Come la semplice lettura di uno spartito musicale è sufficiente al musicista esperto per riconoscere le più vellutate variazioni armoniche di un brano orchestrale, così l’apparente freddezza di un frammento di codice di programma può stimolare nello sviluppatore informatico emozioni di estatica contemplazione.

Non tragga in inganno la semplicità della laconica definizione del codice come una sequenza di istruzioni da fornire a un elaboratore per la risoluzione di uno specifico problema. In generale, il problema stesso ha molteplici soluzioni: la più semplice e veloce da implementare, la più economica dal punto di vista dei cicli macchina o della memoria, la soluzione elegante e la soluzione improvvisata.

Tuttavia esiste sempre anche una soluzione “poetica“, quella dotata di una particolare e inusitata bellezza che sempre viene generata dall’inesauribile fucina dell’intuito umano dello sviluppatore, in un istante di imprevista creatività che generalmente coglie di sorpresa anche l’autore stesso.

Il codice è un linguaggio usato per comunicare con i computer. Dispone di proprie regole sintattiche e semantiche e come per gli scrittori o i poeti, anche ciascuno sviluppatore di codice ha un suo stile personale, riconoscibile e riconducibile all’autore.

Il codice può parlare di letteratura, matematica o logica e contiene diversi livelli di astrazione. Si connette al mondo fisico dei processori e dei chip di memoria realizzando il necessario ponte di integrazione tra un’idea (astratta) e un’azione fisica (concreta: un risultato, un’immagine, un clip multimediale, ecc.).

Un brano di codice software assume la dignità di “poesia” nel momento in cui l’artefice abbandona gli schemi del metodo e amplia la propria visione oltre ogni barriera riduzionista.
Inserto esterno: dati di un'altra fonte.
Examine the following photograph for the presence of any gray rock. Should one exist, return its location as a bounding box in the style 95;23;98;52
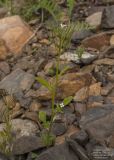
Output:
52;123;67;136
86;12;102;28
101;5;114;29
0;153;9;160
0;62;10;74
90;146;114;160
0;119;39;139
67;138;89;160
79;105;114;142
13;136;45;155
71;130;89;145
0;69;34;94
14;92;31;109
36;143;79;160
60;52;98;64
72;30;93;43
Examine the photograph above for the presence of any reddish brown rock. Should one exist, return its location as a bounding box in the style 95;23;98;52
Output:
0;16;33;59
89;82;101;96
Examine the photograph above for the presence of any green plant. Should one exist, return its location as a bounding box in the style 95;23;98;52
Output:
0;95;14;156
36;24;75;146
67;0;75;19
76;46;85;59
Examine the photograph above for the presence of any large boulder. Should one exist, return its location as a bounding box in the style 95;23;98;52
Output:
0;69;34;94
0;16;33;59
26;73;92;100
36;143;79;160
80;105;114;141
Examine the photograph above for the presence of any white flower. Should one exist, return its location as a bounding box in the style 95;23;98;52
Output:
60;103;65;108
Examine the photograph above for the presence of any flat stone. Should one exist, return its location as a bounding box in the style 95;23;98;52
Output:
0;69;34;94
0;118;39;139
86;12;102;28
93;58;114;66
80;104;114;141
13;136;45;155
0;16;33;59
36;143;79;160
90;145;114;160
33;73;92;100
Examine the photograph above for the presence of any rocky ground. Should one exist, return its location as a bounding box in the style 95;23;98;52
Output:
0;0;114;160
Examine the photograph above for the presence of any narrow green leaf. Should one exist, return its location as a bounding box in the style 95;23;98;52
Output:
63;96;73;106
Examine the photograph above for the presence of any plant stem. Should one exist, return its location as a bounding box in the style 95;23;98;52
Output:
41;8;44;23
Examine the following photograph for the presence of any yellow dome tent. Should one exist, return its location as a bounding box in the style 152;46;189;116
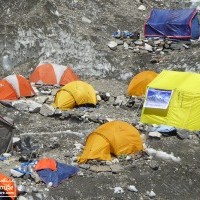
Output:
53;81;97;110
128;71;158;96
140;70;200;131
78;121;143;163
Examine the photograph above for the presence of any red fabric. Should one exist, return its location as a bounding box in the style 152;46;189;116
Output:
35;158;57;171
0;173;18;200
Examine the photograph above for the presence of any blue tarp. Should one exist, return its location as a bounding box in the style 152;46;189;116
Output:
144;9;199;39
37;162;79;187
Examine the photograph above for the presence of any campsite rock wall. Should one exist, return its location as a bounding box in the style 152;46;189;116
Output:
0;0;196;80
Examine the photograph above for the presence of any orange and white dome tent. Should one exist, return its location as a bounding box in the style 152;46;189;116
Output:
0;74;35;100
29;63;79;85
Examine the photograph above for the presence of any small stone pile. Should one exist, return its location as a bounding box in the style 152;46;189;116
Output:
108;37;193;55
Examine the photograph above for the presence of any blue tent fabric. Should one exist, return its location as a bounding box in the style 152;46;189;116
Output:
144;9;199;39
37;162;79;187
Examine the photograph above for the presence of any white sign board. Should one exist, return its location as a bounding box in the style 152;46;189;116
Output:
144;88;173;109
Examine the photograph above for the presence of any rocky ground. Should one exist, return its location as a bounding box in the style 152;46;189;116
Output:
0;0;200;200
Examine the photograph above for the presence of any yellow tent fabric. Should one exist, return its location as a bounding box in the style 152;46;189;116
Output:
140;70;200;130
53;81;97;110
78;121;143;163
128;71;158;96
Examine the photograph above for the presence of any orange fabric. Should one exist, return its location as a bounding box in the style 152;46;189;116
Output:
29;63;57;85
128;71;158;96
0;173;18;200
78;120;143;163
0;80;18;100
35;158;57;171
60;67;79;85
17;75;35;97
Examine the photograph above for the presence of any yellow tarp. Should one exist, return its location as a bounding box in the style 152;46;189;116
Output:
78;121;143;163
141;71;200;130
53;81;97;110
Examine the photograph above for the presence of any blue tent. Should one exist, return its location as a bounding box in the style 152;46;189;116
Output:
144;9;200;40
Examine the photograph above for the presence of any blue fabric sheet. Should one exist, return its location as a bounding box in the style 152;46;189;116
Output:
37;162;79;187
144;9;199;39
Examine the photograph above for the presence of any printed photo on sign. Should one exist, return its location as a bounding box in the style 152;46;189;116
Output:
144;88;173;109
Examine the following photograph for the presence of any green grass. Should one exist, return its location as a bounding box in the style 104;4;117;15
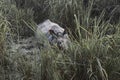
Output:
0;0;120;80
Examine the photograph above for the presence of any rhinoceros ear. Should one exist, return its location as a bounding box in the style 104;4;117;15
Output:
63;30;67;35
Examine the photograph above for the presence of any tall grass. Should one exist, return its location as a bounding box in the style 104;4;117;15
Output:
0;0;120;80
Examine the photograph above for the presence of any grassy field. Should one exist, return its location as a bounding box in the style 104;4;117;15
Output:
0;0;120;80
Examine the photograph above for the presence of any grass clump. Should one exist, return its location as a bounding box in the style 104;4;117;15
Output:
0;0;120;80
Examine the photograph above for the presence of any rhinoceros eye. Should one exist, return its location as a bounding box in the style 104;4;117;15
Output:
57;32;63;37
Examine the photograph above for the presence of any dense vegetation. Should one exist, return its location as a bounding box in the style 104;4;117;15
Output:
0;0;120;80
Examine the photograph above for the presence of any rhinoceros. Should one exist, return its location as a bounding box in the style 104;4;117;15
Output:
36;19;70;49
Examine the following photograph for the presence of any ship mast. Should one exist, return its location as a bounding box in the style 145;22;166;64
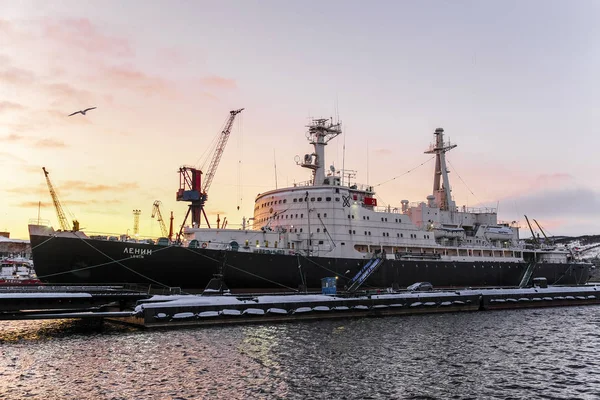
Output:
301;118;342;186
425;128;457;211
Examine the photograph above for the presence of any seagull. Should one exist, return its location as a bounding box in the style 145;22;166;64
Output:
69;107;96;117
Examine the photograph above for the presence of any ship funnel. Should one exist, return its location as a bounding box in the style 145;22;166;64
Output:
427;194;435;208
400;200;408;212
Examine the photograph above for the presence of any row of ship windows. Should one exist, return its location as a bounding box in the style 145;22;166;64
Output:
255;197;340;210
348;214;402;223
258;213;327;222
348;229;429;239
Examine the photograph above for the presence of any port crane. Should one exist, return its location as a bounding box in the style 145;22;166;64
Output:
177;108;244;238
42;167;79;231
151;200;173;241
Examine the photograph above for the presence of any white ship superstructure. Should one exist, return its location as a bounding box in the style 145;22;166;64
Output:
185;119;571;263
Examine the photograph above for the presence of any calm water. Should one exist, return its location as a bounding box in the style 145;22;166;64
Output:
0;306;600;399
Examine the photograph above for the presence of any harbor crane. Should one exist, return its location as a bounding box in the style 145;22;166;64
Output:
152;200;173;241
177;108;244;238
42;167;79;231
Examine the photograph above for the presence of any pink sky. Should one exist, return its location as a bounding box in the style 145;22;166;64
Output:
0;0;600;238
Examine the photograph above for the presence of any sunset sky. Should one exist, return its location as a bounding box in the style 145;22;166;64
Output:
0;0;600;239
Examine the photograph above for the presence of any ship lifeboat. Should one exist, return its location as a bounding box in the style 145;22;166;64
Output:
485;226;513;240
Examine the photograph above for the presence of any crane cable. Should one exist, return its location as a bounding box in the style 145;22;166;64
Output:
446;159;483;204
373;156;435;187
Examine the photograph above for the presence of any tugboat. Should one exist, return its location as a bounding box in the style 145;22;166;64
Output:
29;110;593;291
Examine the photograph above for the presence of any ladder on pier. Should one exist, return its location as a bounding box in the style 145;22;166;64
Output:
348;257;384;292
519;262;535;288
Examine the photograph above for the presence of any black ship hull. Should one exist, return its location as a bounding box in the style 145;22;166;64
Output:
30;234;591;291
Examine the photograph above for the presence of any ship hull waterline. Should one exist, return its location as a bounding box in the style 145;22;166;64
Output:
30;235;590;292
Paul Feyerabend, il noto filosofo della scienza, nel suo trattato “Contro il metodo” ci ricorda che: “data una qualsiasi regola, per quanto “fondamentale” o “necessaria” per la scienza, esistono sempre circostanze in cui è consigliabile non solo di ignorare la regola stessa, ma di adottare il suo opposto“.

Richard Gabriel (matematico, ricercatore informatico, poeta e scrittore) ha recentemente proposto un “Master of Fine Arts in Software“con lo scopo di mediare all’interno della pratica del software gli stessi percorsi creativi dell’artista di Belle Arti. In una recente intervista, Gabriel ha dichiarato: “Quando scrivo poesie, il centro del mio pensiero va a collocarsi in un luogo particolare, senza barriere e senza schemi preordinati, dove mi ritrovo faccia a faccia con me stesso. Quando scrivo codice software, mi accorgo di trovarmi esattamente nello stesso luogo, il centro della creatività personale“.
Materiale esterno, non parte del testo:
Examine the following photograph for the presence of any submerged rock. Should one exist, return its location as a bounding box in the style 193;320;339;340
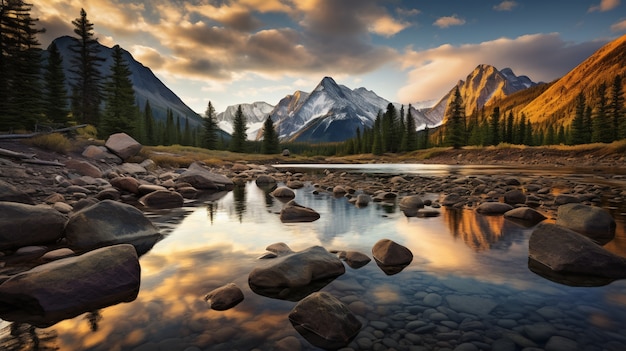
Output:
528;223;626;279
289;292;362;350
248;246;346;300
556;203;616;244
204;283;243;311
65;200;161;253
0;244;141;327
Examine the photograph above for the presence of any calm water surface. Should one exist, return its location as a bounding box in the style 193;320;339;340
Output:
0;165;626;351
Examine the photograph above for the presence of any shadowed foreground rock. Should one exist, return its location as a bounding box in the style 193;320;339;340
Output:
528;223;626;279
0;244;141;327
248;246;346;301
65;200;161;253
289;292;361;350
0;201;67;250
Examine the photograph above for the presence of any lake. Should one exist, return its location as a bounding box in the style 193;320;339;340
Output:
0;165;626;351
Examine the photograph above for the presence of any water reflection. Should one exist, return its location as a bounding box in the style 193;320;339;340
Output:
0;166;626;350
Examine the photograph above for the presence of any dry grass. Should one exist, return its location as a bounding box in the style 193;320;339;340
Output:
24;133;72;154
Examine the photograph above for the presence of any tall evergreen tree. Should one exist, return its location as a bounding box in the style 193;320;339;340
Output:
141;99;157;145
609;74;626;140
44;42;69;125
572;92;587;145
70;9;104;126
591;83;613;143
230;105;248;152
100;45;140;139
202;101;219;150
446;86;465;149
0;0;44;129
489;106;500;145
261;116;280;154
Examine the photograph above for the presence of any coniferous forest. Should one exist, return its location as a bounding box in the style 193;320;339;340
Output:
0;0;626;156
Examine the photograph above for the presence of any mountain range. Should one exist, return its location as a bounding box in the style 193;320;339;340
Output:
54;36;203;128
47;35;626;142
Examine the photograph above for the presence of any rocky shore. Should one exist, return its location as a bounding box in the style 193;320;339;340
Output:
0;134;626;348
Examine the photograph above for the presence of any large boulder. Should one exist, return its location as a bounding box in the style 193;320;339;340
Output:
289;292;362;350
104;133;142;160
528;223;626;279
248;246;346;301
0;201;67;250
0;245;141;327
65;200;161;253
280;200;320;223
204;283;243;311
556;203;616;244
0;180;35;205
176;162;235;190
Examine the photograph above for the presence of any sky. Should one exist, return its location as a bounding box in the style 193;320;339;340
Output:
31;0;626;114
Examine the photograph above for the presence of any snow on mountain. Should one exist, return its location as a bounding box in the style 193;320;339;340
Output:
217;101;274;140
271;77;436;142
54;36;203;128
426;64;537;122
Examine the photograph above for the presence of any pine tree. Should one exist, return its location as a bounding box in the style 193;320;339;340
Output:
70;9;104;126
261;116;280;154
0;0;44;129
100;45;140;138
230;105;248;152
609;75;626;140
591;83;613;143
489;106;500;145
446;86;465;149
202;101;218;150
572;92;587;145
405;105;417;151
142;100;157;145
44;42;69;126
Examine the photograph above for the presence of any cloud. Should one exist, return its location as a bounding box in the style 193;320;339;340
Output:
433;15;465;28
588;0;620;12
493;0;518;11
611;20;626;32
398;33;606;103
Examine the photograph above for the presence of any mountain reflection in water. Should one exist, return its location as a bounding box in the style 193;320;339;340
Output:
0;168;626;350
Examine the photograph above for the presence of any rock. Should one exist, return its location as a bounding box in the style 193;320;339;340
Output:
344;251;372;269
254;174;276;185
504;190;526;206
176;162;235;190
504;207;546;226
248;246;346;301
271;186;296;199
111;177;139;194
0;201;67;250
399;195;424;217
0;180;35;205
116;162;148;176
0;245;141;328
476;202;513;215
280;200;320;223
65;160;102;178
289;292;362;350
204;283;243;311
65;200;161;253
82;145;123;164
265;243;293;255
372;239;413;266
354;194;372;207
139;190;185;208
104;133;142;160
528;223;626;279
556;203;616;244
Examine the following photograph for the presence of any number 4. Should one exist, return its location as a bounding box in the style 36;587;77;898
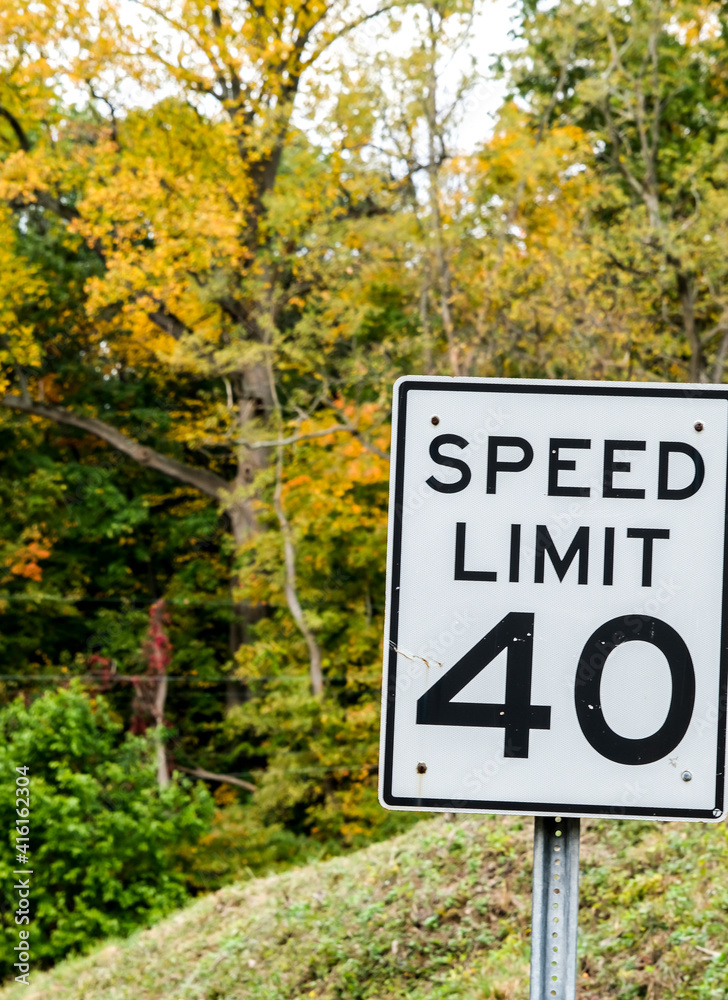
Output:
417;611;551;757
Il luogo a cui si riferisce Richard Gabriel è quel “luogo senza luogo” sempre presente a orientarci e a guidarci, laddove si ricompone l’autentica e originaria unità del sapere e dove l’artefice nuota nella sua creatività.
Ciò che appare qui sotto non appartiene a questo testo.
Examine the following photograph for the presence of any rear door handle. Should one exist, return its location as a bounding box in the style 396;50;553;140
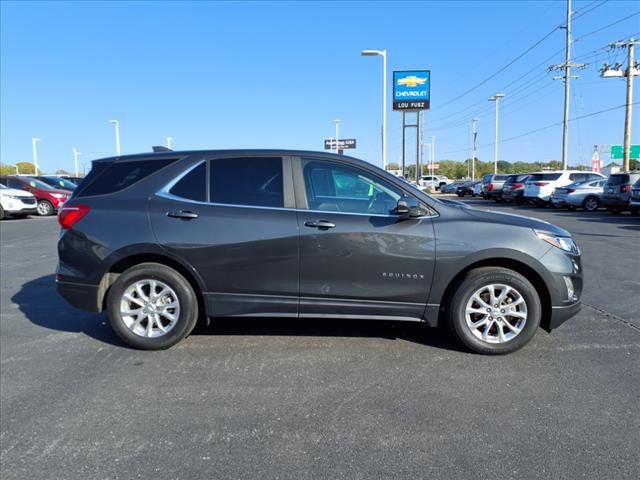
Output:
304;220;336;230
167;210;198;220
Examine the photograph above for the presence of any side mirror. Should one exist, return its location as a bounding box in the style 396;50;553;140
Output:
394;197;422;218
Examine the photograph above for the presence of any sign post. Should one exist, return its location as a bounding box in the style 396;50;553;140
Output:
393;70;433;186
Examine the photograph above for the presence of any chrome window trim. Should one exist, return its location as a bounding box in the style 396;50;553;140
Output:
156;159;440;219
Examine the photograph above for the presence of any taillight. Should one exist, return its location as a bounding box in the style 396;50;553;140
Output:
58;205;91;230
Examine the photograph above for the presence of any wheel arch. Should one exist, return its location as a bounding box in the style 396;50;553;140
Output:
97;252;205;313
438;257;551;330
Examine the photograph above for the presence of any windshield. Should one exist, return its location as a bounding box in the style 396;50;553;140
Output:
38;177;77;190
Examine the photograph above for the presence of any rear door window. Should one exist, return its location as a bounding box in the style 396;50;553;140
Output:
209;157;284;207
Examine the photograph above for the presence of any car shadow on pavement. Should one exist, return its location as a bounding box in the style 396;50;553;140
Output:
11;275;124;346
192;317;466;352
11;275;463;351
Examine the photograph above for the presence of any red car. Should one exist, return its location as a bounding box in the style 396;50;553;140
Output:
0;175;71;216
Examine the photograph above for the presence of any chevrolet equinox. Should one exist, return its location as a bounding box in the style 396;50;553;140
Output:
56;150;582;354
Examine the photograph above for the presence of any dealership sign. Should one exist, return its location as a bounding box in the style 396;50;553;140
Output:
324;138;356;150
393;70;431;110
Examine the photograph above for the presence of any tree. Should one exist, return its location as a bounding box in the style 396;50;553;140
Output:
13;162;37;175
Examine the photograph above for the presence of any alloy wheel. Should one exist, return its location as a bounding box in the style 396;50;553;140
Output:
120;279;180;338
465;284;527;344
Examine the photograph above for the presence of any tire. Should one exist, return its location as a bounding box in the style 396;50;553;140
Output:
582;196;600;212
107;263;198;350
37;200;55;217
447;267;542;355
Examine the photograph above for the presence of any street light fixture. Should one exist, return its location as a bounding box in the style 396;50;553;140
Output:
31;137;40;175
489;93;504;174
109;120;120;157
360;50;387;170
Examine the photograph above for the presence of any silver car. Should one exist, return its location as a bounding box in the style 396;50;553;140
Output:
550;179;607;212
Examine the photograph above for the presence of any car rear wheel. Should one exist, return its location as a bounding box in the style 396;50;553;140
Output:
107;263;198;350
448;267;542;355
37;200;54;217
582;197;600;212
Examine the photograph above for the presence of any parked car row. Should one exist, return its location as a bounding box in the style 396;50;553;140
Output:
464;170;640;214
0;175;76;219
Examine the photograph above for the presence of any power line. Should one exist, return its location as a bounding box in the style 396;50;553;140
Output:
440;102;640;155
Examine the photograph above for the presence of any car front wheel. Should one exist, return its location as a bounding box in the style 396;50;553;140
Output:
107;263;198;350
448;267;542;355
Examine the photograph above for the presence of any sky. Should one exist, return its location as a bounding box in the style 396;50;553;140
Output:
0;0;640;172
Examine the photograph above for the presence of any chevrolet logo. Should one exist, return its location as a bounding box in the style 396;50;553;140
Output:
398;75;427;87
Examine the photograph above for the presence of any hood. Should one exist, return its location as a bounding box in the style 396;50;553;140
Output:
463;207;571;237
0;188;33;197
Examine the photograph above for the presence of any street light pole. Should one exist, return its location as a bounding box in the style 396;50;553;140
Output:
109;120;120;157
489;93;504;174
71;147;81;177
31;137;40;175
471;118;479;180
360;50;387;170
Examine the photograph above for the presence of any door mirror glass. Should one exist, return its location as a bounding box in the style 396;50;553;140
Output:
394;197;422;218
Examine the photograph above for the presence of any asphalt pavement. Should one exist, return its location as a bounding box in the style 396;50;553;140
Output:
0;200;640;480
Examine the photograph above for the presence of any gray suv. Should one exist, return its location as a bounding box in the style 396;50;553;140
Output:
56;150;582;354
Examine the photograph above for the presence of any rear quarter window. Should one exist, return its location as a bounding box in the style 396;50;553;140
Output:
75;158;177;197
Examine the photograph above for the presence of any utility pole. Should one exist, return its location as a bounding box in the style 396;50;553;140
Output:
601;38;640;172
333;118;340;154
489;93;504;175
549;0;586;170
109;120;120;157
471;118;479;180
71;147;81;177
31;137;40;175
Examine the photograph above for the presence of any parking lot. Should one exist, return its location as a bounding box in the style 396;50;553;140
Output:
0;202;640;480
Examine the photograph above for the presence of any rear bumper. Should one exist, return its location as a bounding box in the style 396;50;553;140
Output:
602;196;629;207
56;278;102;312
545;300;582;332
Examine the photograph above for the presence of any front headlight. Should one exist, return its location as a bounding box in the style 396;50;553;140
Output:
535;230;580;255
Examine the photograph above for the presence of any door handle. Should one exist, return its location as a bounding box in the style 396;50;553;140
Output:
304;220;336;230
167;210;198;220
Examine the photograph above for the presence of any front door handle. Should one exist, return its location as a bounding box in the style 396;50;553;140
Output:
167;210;198;220
304;220;336;230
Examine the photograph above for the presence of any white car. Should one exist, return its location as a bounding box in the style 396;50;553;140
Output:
523;170;606;206
420;175;453;190
0;183;38;219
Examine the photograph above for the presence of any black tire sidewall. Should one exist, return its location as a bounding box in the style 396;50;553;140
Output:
449;267;542;355
107;263;198;350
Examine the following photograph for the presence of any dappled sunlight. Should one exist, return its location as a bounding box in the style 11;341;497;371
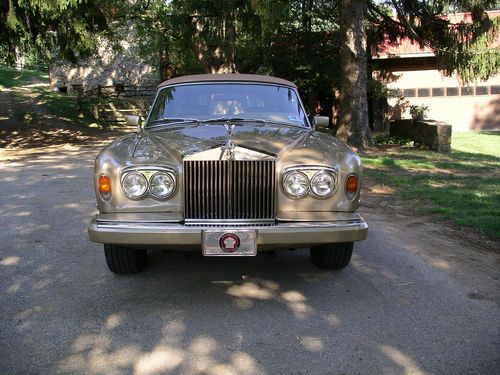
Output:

A proposito delle funzioni di artefice dell’uomo creativo nell’azione tecnico-pratica, riporto un bellissimo pensiero del filosofo Giuseppe Lampis, tratto dal suo articolo “Homo Faber“:

L’artefice è l’uomo completo di tutte le sue potenze inscritto nel pentagono, da ultimo da Leonardo all’alba della modernità e prima di lui da Vitruvio e prima ancora da antiche tradizioni sapienziali“.